April 22, 2008

A Hedge

Typically my views on the overall market is never overly optimistic or pessimistic. I tend to look at valuation and that what guides my investment decisions. I tend to dismiss most writings that discuss an overly bullish or bearish case on stock market direction, as no one really knows the direction of market prices. Moreover, I do not understand people's obsession of calling bottoms or tops, for me it is always a valuation issue. There are two cases to be made for the current US market: a bullish case and a bearish case. I will review reasons for each case.

10 reasons to buy US equity, courtesy of BlackRock CEO:

  1. Investor and consumer sentiment measures are very pessimistic, which often marks the bottom of equity market falls.
  2. Monetary policy in the United States is being eased earlier and more rapidly than is usual.
  3. U.S. households are about to get fiscal stimulus checks from the government.
  4. The current earnings recession of negative year-over-year comparisons will last four quarters. Q2 2008 will be the fourth.
  5. The cheap U.S. dollar means boom conditions for U.S. exports, a significant offset to the residential real estate recession.
  6. The health of the non-financial corporate sector remains strong, with healthy cash flows.
  7. Credit-related downturns often include the failure of an important financial organization, followed by double-digit growth in the S&P 500 .SPX. The failure of Bear Stearns on March 17 has passed.
  8. Credit markets have improved noticeably since Bear Stearns' failure.
  9. Technical factors have also improved since March 17, including the fact that up-day volume has been heavier than down-day volume.
  10. The earnings yields of equities compared with 10-year Treasuries are at their best level in 30 years.

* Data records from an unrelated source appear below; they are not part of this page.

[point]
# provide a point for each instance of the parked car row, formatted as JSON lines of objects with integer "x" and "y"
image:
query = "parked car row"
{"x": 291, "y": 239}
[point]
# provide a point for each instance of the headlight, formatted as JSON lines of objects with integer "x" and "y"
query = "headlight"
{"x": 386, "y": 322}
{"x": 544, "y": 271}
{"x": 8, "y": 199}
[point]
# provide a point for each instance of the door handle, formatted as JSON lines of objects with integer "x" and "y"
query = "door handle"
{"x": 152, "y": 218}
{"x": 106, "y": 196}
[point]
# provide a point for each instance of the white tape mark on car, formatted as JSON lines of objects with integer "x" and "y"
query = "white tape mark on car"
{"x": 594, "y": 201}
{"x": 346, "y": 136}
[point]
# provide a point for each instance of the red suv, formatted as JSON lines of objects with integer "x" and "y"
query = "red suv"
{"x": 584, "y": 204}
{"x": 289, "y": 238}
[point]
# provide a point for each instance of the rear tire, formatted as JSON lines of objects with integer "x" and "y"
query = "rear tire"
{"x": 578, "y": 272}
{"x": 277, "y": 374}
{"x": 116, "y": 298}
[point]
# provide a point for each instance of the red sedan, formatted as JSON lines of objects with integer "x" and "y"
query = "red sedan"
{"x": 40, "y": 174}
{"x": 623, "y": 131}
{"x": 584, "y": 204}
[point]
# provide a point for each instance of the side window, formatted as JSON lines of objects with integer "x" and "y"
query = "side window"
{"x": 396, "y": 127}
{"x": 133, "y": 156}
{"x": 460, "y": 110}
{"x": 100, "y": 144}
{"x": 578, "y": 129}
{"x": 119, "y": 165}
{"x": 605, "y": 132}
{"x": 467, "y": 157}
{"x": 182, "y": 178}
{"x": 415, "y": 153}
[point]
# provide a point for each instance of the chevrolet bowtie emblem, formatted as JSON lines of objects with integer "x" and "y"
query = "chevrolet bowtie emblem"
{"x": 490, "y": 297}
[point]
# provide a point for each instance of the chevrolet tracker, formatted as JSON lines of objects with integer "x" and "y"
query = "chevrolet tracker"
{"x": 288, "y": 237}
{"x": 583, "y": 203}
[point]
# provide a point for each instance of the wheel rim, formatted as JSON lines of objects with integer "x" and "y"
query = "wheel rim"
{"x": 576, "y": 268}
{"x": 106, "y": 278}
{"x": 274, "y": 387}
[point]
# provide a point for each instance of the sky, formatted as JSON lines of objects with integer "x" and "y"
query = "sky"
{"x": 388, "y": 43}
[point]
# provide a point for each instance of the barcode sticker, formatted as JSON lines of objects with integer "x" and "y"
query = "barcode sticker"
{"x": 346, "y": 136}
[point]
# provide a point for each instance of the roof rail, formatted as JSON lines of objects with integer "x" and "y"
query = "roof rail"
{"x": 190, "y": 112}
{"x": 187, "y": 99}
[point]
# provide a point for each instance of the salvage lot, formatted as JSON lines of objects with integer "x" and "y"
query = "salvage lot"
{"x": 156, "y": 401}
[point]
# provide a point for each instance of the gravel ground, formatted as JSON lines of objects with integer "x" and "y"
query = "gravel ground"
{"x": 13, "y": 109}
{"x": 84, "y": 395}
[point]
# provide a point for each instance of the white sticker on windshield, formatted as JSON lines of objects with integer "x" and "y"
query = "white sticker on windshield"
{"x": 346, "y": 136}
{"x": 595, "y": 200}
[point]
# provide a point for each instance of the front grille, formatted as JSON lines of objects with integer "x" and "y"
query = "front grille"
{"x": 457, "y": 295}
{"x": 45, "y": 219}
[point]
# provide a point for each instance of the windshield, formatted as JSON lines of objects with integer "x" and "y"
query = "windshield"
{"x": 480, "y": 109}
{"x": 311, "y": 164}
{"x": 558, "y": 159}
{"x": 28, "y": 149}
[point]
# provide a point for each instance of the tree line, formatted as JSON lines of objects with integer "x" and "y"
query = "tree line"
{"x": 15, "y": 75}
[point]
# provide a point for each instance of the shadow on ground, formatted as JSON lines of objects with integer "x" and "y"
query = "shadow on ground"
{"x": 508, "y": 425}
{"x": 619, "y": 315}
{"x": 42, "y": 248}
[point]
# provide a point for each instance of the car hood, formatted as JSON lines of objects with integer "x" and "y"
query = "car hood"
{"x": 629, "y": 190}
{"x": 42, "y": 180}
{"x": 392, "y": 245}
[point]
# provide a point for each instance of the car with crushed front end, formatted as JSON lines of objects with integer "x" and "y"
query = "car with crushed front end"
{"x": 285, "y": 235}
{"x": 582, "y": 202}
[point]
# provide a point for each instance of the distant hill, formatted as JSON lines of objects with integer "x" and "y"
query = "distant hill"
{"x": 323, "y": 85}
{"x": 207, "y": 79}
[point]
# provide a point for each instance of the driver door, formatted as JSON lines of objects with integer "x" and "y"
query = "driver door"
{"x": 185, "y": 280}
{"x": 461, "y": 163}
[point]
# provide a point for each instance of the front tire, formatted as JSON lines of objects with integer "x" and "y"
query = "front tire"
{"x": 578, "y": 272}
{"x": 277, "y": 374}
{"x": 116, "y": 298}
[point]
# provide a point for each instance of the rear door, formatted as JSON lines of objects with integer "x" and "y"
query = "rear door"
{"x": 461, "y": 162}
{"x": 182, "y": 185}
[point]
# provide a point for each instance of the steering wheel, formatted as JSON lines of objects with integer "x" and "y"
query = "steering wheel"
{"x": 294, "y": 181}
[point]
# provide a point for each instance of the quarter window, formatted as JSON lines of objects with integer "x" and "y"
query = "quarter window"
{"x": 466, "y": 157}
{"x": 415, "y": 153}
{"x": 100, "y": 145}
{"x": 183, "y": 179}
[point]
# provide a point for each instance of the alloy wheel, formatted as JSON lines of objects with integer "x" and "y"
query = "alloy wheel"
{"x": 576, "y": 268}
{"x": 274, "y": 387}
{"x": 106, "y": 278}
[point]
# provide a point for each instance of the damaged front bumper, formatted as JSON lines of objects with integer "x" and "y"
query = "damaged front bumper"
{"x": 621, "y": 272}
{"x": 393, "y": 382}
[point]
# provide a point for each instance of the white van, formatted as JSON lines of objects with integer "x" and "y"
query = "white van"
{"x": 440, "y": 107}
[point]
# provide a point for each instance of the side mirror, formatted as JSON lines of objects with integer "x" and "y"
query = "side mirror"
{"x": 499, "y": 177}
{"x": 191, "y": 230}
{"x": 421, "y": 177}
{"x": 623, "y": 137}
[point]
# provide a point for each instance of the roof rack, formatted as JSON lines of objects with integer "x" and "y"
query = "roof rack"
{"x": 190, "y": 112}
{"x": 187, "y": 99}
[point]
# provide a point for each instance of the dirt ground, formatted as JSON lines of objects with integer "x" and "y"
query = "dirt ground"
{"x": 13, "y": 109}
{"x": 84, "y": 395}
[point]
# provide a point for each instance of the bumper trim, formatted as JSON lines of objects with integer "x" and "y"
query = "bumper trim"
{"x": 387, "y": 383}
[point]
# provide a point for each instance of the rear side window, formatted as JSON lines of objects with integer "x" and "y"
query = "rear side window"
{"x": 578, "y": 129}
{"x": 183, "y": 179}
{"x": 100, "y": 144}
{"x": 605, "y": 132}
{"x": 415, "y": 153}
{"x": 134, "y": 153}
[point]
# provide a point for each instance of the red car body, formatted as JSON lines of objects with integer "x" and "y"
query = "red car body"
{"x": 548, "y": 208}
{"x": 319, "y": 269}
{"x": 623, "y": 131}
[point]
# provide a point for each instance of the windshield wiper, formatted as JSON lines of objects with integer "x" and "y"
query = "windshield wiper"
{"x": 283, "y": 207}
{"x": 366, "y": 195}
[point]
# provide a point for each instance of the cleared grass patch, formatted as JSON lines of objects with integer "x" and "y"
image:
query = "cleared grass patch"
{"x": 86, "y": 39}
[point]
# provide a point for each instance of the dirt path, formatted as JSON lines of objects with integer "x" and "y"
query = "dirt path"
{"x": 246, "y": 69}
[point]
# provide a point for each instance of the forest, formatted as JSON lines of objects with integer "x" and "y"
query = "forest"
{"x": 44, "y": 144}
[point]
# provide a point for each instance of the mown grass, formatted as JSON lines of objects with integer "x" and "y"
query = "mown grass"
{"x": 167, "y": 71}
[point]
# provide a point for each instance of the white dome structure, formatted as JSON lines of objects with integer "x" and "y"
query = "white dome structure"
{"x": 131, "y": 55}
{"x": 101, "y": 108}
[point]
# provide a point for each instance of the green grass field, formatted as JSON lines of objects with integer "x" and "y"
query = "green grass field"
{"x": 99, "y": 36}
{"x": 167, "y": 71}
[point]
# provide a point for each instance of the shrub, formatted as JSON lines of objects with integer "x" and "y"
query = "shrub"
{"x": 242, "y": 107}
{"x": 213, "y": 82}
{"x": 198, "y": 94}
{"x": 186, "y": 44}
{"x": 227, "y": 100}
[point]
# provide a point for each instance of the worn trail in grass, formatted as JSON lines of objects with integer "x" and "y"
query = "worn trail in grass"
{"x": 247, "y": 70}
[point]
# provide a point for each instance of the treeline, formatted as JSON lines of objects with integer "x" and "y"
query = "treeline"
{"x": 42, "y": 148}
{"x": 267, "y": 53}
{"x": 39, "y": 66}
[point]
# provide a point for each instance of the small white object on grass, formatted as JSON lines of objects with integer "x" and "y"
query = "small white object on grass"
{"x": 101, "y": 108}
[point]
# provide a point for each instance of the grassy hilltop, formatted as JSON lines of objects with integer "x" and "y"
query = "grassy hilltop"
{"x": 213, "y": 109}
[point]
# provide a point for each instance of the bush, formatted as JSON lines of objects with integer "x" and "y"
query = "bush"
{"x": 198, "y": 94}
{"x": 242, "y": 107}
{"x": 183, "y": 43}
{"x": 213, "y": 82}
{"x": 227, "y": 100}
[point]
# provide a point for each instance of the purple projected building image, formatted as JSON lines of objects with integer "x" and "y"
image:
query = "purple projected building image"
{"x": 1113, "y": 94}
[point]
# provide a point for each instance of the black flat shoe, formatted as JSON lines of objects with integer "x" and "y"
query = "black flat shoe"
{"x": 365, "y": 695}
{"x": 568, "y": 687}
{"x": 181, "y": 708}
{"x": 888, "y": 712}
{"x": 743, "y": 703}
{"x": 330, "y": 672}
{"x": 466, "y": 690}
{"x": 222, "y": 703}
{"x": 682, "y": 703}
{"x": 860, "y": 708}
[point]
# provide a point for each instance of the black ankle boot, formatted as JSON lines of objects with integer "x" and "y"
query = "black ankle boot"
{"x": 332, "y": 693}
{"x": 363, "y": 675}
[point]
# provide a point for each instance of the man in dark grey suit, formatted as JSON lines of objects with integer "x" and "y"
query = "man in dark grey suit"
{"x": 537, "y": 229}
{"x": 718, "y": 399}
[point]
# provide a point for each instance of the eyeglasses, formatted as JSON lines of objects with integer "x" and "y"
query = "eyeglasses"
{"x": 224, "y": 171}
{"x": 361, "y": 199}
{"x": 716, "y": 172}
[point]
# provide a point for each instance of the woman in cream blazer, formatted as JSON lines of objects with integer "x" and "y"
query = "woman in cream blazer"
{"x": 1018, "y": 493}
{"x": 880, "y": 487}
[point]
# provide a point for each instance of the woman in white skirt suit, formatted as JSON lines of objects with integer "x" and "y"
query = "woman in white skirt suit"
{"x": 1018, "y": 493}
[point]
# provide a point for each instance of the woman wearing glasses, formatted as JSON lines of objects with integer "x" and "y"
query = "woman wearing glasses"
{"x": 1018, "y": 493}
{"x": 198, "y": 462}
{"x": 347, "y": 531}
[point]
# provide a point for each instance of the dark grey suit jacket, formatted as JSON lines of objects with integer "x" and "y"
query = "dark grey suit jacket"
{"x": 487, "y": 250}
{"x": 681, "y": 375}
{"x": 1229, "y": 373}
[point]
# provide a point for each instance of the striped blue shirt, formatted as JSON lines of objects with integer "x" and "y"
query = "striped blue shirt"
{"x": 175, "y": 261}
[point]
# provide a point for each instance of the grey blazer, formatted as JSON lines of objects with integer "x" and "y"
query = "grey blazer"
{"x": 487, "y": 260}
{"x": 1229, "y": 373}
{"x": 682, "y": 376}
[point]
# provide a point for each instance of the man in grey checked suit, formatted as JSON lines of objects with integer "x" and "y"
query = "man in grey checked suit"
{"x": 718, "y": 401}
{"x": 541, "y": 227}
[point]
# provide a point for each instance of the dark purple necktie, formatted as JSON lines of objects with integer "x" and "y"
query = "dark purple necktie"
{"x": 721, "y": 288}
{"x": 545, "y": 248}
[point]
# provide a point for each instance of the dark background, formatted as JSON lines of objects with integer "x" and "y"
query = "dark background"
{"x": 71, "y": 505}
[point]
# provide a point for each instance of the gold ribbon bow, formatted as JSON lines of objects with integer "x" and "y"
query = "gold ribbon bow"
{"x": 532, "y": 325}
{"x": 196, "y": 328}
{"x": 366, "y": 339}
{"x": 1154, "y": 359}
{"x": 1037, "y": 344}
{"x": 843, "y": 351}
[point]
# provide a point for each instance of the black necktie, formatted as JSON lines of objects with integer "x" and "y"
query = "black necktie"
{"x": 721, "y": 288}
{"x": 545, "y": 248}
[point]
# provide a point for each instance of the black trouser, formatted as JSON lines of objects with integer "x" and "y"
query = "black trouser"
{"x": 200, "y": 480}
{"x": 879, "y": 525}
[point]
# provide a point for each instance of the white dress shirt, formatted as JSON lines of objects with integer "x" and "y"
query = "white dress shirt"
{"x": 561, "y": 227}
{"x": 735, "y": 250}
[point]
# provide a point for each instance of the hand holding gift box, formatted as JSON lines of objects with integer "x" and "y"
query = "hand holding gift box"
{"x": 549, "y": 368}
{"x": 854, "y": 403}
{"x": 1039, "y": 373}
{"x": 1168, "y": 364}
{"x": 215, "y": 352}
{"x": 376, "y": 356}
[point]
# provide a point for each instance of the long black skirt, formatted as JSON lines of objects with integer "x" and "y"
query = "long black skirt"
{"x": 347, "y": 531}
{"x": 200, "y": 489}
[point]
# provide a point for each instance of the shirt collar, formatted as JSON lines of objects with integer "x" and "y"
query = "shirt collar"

So why not to be too bullish, my views:

  1. Inflation growth will eat away at corporate earnings and consumer ability to spend.
  2. Credit crises will dampen earnings growth. The ability to borrow by businesses is critical for economic expansion and without it many growth plans are halted and so is earnings growth. As long as we are in a credit tightening cycle I do not see how a sustained growth in earnings going to be achieved in the following year or two.
  3. US economic weakness will eventually make its way to the global economy and will reduce US international earnings. Global economy demand is lagging the US economy and will soon feel the affects of the slowing demand of the US. The US is still a large chunk of the global economy and it sluggishness will have an impact.
  4. Residential real estate is still far from stabilization and recovery.
  5. Rich valuation for the entire market. I wrote about the US market valuation here.
  6. Global banks are in trouble and yet to find stability in their capital needs:
    1. Bank Stock Valuations Are Still Excessive:
      • Current stock valuations of the Top 50 banks relative to historical valuations, remain expensive -- even with the recent poor performance.
      • The Top 50 banks' forward 12-month P/E ratio stands at 13.2x, which is roughly one standard deviation above the mean (25-year avg of 10.9x).
      • During the trough of the last two bank stock bear markets, 1990-91 and 2000-01, P/E ratios for the top 50 banks declined to 5.7x and 10.1x, respectively.
    2. Recessionary Forces Will Lead To Bigger Credit Quality Problems:
      • In prior recessionary periods, credit problems typically followed as a result of the weakening economy.
    3. Loan Loss Reserves Are Too Low:
      • Bank management teams will often claim loan loss reserve adequacy only to boost reserves in subsequent quarters. BofA has boosted its reserves substantially in its latest quarters other banks have not takes such conservative steps and may have to report lower earnings in the future.
    4. More Credit Problems may be in store for Banks :
      • If the economy deteriorates significantly then commercial real estate, construction and leveraged loan portfolios have significant room to weaken in 2008 and cause write-offs.
So where does this leave me? I still look for undervalued companies as I thinks some companies have declined by more than they should given the US slow down. However given my estimate the the US market overall is still overvalued given the backdrop of economic events, I have taken a short position on the S&P 500 by buying puts.

I have bought December 2008 SPY 120 puts at $3.6 per contract. The puts will act as a hedge for my stock positions. The case for the position is as follows:

Scenario
Return
Pay off $
Probability
Prob. Weighted
Decline
(10%)
+2.8
55%
+1.54
Trading range
0%
-3.00
30%
-.9
Increase
+5%
-3.6
15%
-.54




+.10

The option has a delta of $.2, so for each point decline in the SPY I earn $.20. I expect a 10%, or 14 points decline, so that translate to $2.8 expected pay off. Theprobabilities outlined in the table works to give me an expected payoff of 3%. I am fine with such a low payoff as I continue to allocated more funds to equities in the meantime, so if the market recover, the returns on those equities willoutweigh my loss.